Technische Universität Dresden
Zentrum für Molekulare und Zellukläre Biotechnologie
Tantzberg 41, 01307 Dresden


Academic Education

2005-2009 Dissertation: Department of Structural Biology, Weizmann Institute of Science, Rehovot, Israel. Title: “The formation of transient amorphous calcium carbonate in biomineralization and its transformation into calcite.“ Advisors: Prof. Lia Addadi and Prof. Steve Weiner
2002-2004 Master thesis. Department of Structural Biology, Weizmann Institute of Science, Rehovot, Israel. Title: “Transient amorphous calcium carbonate in sea urchin skeleton” Advisors: Prof. Lia Addadi and Prof. Steve Weiner
1999-2001 B.Sc. degree in Biology, 2001, with high honors, Tel Aviv University, Israel Faculty of Life Sciences

Academic Career

since 2019 Professor, chair Bioprospecting, Technische Universität Dresden, Center for Molecular and Cellular Bioengineering (CMCB) B CUBE, Dresden, Germany
2012-2019 Group Leader “Biological chitin-based tools and sensors”, Department of Biomaterials, Max Planck Institute of Colloids and Interfaces, Potsdam, Germany
2009-2012 Postdoctoral position at the Max Plank Institute of Colloids and Interfaces. Potsdam, Germany. Dept. Biomaterials. Advisor: Prof. Peter Fratzl

Research Areas

  • I study the relationships between structure- properties-function in a variety of biological materials mainly chitin-based cuticular materials from arthropods, but also mineralized structures such as the sea urchin test and spines. We want to understand how they operate but also how they form. The exoskeleton of arthropod, the cuticle, is intrinsically multifunctional as it has to serve both as a skin and a skeleton and as it carries a diverse set of tools and a myriad of sensors. We are fascinated by this inherent multifunctionality that is enabled by an incredible versatility in materials architecture and properties. This material versatility is indeed thought central to the evolution of the more than million species that render Arthropoda the largest, most diverse, animal group. It is also what makes the arthropod’s cuticle an especially attractive archetype for bio-inspired multifunctional materials design.
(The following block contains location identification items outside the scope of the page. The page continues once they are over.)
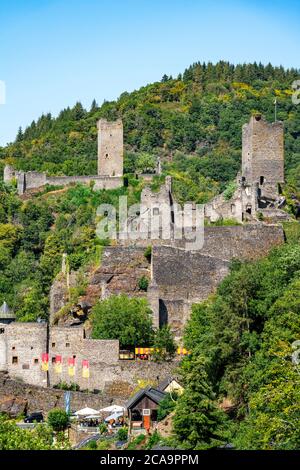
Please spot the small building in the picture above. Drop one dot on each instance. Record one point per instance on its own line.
(142, 409)
(170, 385)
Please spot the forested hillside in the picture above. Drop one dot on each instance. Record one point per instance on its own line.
(193, 122)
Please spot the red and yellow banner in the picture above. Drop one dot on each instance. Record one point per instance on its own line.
(58, 364)
(182, 352)
(71, 366)
(85, 369)
(45, 362)
(144, 350)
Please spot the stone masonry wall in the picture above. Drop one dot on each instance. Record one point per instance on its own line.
(26, 342)
(110, 148)
(263, 151)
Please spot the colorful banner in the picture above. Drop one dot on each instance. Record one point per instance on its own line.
(45, 362)
(58, 365)
(71, 366)
(85, 369)
(182, 352)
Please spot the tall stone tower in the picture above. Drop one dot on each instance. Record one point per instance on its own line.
(110, 148)
(263, 154)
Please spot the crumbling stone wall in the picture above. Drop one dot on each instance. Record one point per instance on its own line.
(263, 153)
(119, 272)
(110, 148)
(25, 344)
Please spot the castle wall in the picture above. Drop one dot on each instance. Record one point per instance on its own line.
(3, 351)
(100, 182)
(71, 343)
(263, 153)
(26, 342)
(110, 148)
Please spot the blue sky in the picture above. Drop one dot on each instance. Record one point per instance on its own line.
(56, 52)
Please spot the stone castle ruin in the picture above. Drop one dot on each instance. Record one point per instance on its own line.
(177, 277)
(258, 187)
(110, 164)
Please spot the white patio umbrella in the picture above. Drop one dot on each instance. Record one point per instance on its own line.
(113, 409)
(114, 416)
(87, 412)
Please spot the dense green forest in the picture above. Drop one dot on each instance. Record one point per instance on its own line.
(241, 386)
(192, 122)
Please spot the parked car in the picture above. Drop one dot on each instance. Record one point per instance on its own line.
(36, 417)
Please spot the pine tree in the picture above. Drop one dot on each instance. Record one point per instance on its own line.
(198, 421)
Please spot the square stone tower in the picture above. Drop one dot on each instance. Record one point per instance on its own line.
(263, 154)
(110, 148)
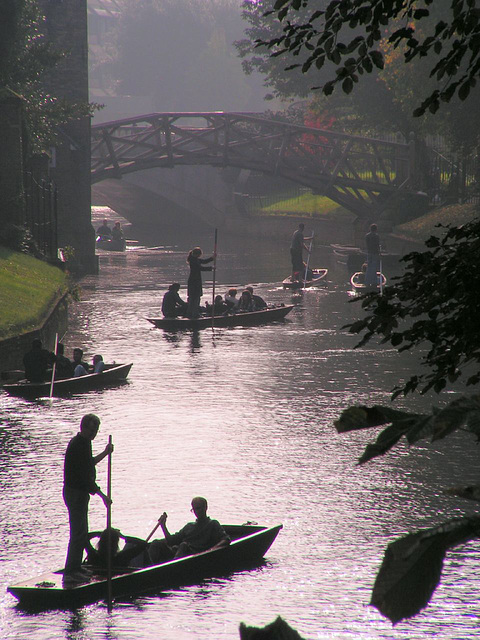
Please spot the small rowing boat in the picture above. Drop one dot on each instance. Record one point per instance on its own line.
(48, 591)
(239, 319)
(358, 281)
(317, 276)
(111, 375)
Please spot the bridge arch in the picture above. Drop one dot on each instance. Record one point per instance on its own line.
(361, 174)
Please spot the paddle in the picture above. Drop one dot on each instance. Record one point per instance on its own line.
(109, 528)
(308, 262)
(53, 370)
(214, 276)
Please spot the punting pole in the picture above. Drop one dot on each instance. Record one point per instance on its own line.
(308, 262)
(109, 528)
(214, 275)
(53, 369)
After years of research in biomimicry it is clear that solutions from nature cannot simply be copied into engineering. Instead, an in-depth understanding of the “design” principles as used by biology within the context of their evolutionary path and the complementary mechanistic understanding on how these structures are synthesized and organized hold promise for bio-inspired design.